Consumer Advocacy Groups Want to Join FCC, Defend Net Neutrality in Court

The groups worry a future Republican FCC would be less interested in defending the rules.

Consumer Advocacy Groups Want to Join FCC, Defend Net Neutrality in Court
Photo of Kevin Russell, partner at Goldstein, Russell and Woofter LLC and counsel for the public interest groups, from the firm's website.

WASHINGTON, June 27, 2023 – Consumer advocacy groups are looking to join the Federal Communications Commission in defending net neutrality rules against an industry court challenge.

The case is pending before the U.S. Court of Appeals for the Sixth Circuit in Cincinnati. Broadband trade groups sued to have the rules thrown out and have asked judges to issue a judicial stay by July 15.

Public Knowledge, Free Press, and New America’s Open Technology Institute, all represented by Kevin Russell of Goldstein, Russell and Woofter, filed a motion last night asking permission to join the case on the FCC’s behalf. The groups are worried that a Republican-controlled commission would not be interested in defending the rules.

“With an upcoming election and possible administration change, it is possible that the Commission may not take the same position it currently does now by the time this case is argued on the merits — and in that case, the lacuna between the agency’s interests and the movants’ would only widen,” they wrote. 
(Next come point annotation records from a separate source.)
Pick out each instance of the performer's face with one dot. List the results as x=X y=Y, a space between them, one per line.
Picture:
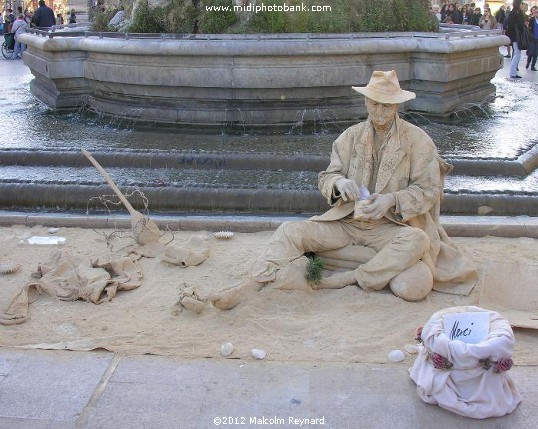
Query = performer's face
x=381 y=114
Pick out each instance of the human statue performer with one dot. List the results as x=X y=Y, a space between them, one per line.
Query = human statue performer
x=394 y=165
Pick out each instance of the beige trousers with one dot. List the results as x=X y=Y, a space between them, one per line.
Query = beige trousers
x=398 y=247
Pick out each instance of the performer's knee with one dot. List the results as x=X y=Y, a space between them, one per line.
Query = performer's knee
x=419 y=240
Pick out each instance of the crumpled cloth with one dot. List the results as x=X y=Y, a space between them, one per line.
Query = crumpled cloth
x=70 y=277
x=467 y=389
x=192 y=253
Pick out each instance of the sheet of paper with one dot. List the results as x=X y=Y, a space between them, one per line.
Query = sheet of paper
x=471 y=327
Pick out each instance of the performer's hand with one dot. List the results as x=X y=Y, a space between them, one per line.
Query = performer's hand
x=349 y=190
x=381 y=203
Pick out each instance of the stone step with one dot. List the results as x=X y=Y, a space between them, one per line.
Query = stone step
x=201 y=159
x=218 y=190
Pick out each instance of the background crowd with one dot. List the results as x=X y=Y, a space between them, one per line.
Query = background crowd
x=18 y=23
x=519 y=23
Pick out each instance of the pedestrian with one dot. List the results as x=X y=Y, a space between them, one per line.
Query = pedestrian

The agency first established net neutrality rules during the Obama administration, only to walk them back a few years later after the Trump administration came into power.

The issue continues to be a partisan one at the FCC, with both Republican commissioners voting against adoption of the rules.

Brendan Carr, an outspoken critic of the Biden administration’s telecom policy, issued a lengthy dissent and spoke for more than 30 minutes in opposition to the rules at the commission’s vote in April.

Without the stay requested by industry, net neutrality rules will go into effect on July 22.